ExcelBanter

ExcelBanter (https://www.excelbanter.com/)
-   Excel Programming (https://www.excelbanter.com/excel-programming/)
-   -   Iterate through all words (https://www.excelbanter.com/excel-programming/450882-iterate-through-all-words.html)

Robert Crandal[_3_]

Iterate through all words
 
I have a text file that is read and stored into a string variable.
Here is the basic code:

Dim s as String

s = ReadTextFile("C:\data.txt")

I would now like to retrieve each and every word that is
stored in the variable "s". Loading all the words into an
array will be okay for now.

For my purposes, a word is any string of characters that
does not include whitespace characters, such as spaces,
tabs, carriage returns, line feeds, etc... I think those are
the only whitespace characters that exist, right?

Gary, do you recommend that I use the Split() function for this?




GS[_6_]

Iterate through all words
 
I have a text file that is read and stored into a string variable.
Here is the basic code:

Dim s as String

s = ReadTextFile("C:\data.txt")

I would now like to retrieve each and every word that is
stored in the variable "s". Loading all the words into an
array will be okay for now.

For my purposes, a word is any string of characters that
does not include whitespace characters, such as spaces,
tabs, carriage returns, line feeds, etc... I think those are
the only whitespace characters that exist, right?

Gary, do you recommend that I use the Split() function for this?


If you want to iterate the words only you'll need to first filter out
all possible punctuation characters there might be so words are
delimited by the space character.

A text file may also contain CrLf characters which you may want to
remove as well.

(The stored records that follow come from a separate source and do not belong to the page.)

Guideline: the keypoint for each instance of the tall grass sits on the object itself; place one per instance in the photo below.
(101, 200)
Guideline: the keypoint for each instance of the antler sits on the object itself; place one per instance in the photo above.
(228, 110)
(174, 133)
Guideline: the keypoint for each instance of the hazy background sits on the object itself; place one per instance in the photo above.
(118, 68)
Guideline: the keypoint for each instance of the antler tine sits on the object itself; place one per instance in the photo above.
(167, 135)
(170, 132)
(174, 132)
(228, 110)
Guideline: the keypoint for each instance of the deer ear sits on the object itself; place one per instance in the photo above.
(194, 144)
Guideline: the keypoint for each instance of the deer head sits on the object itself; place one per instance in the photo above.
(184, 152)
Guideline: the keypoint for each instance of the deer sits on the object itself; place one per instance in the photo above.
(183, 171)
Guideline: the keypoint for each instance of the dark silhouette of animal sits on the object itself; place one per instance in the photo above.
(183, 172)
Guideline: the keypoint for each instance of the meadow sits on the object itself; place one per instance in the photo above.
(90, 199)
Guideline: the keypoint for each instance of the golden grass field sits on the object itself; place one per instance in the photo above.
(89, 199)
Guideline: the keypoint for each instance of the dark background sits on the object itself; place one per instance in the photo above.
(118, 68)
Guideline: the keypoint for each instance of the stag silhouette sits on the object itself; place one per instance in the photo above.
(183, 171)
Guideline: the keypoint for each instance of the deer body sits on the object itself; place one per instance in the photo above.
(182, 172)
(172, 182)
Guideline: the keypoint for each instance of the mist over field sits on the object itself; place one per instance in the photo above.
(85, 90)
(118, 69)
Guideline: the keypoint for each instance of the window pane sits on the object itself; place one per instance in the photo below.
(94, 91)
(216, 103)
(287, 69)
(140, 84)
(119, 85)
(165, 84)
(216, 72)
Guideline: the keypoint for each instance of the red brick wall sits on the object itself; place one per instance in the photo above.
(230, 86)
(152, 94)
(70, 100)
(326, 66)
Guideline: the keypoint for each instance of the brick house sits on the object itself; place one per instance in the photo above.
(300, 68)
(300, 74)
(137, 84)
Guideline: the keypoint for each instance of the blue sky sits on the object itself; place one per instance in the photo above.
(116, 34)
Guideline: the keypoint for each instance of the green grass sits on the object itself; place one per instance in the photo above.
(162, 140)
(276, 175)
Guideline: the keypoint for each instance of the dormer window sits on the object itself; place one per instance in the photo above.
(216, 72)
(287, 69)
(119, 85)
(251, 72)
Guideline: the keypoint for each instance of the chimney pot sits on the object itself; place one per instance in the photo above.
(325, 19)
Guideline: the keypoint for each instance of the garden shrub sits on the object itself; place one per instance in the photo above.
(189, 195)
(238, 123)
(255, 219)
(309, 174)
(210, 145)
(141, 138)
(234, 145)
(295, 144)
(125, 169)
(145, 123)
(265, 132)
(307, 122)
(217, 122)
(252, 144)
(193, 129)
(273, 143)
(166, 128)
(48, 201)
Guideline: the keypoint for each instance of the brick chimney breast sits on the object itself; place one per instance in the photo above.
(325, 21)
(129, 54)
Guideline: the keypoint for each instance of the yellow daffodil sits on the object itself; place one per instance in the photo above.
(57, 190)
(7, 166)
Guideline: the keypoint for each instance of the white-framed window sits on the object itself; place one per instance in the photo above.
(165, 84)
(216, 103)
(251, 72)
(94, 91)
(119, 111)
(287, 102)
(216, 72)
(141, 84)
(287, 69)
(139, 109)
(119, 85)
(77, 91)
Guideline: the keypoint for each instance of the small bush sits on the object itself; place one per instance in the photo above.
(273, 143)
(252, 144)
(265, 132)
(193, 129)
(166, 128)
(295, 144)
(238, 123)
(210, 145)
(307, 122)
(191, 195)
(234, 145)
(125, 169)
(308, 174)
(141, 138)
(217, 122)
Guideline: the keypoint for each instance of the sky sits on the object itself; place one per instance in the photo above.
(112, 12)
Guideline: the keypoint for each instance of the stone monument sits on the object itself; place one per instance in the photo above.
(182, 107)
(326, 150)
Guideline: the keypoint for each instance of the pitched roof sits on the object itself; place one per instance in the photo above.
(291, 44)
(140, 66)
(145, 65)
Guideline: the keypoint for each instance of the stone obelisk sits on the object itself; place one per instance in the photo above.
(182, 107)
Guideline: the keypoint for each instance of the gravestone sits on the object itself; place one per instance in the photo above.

Note that doing so will screw you up if you don't
replace these with a space character.

So then, the approach I suggest is...

filter out punctuation characters ".,;!:"
replace CrLf characters with " "
split the string into a variant using " " as the delimiter

...where you can filter unwanted characters with the following function.


Function FilterString$(ByVal TextIn$, Optional IncludeChars$, _
Optional IncludeLetters As Boolean = True, _
Optional IncludeNumbers As Boolean = True)
' Filters out all unwanted characters in a string.
' Arguments: TextIn The string being filtered.
' IncludeChars [Optional] Any non alpha-numeric
' characters to keep.
' IncludeLetters [Optional] Keeps any letters.
' IncludeNumbers [Optional] Keeps any numbers.
'
' Returns: String containing only wanted characters.
' Comments: Works very fast using the Mid$() function over other
' methods.

Const sSource As String = "FilterString()"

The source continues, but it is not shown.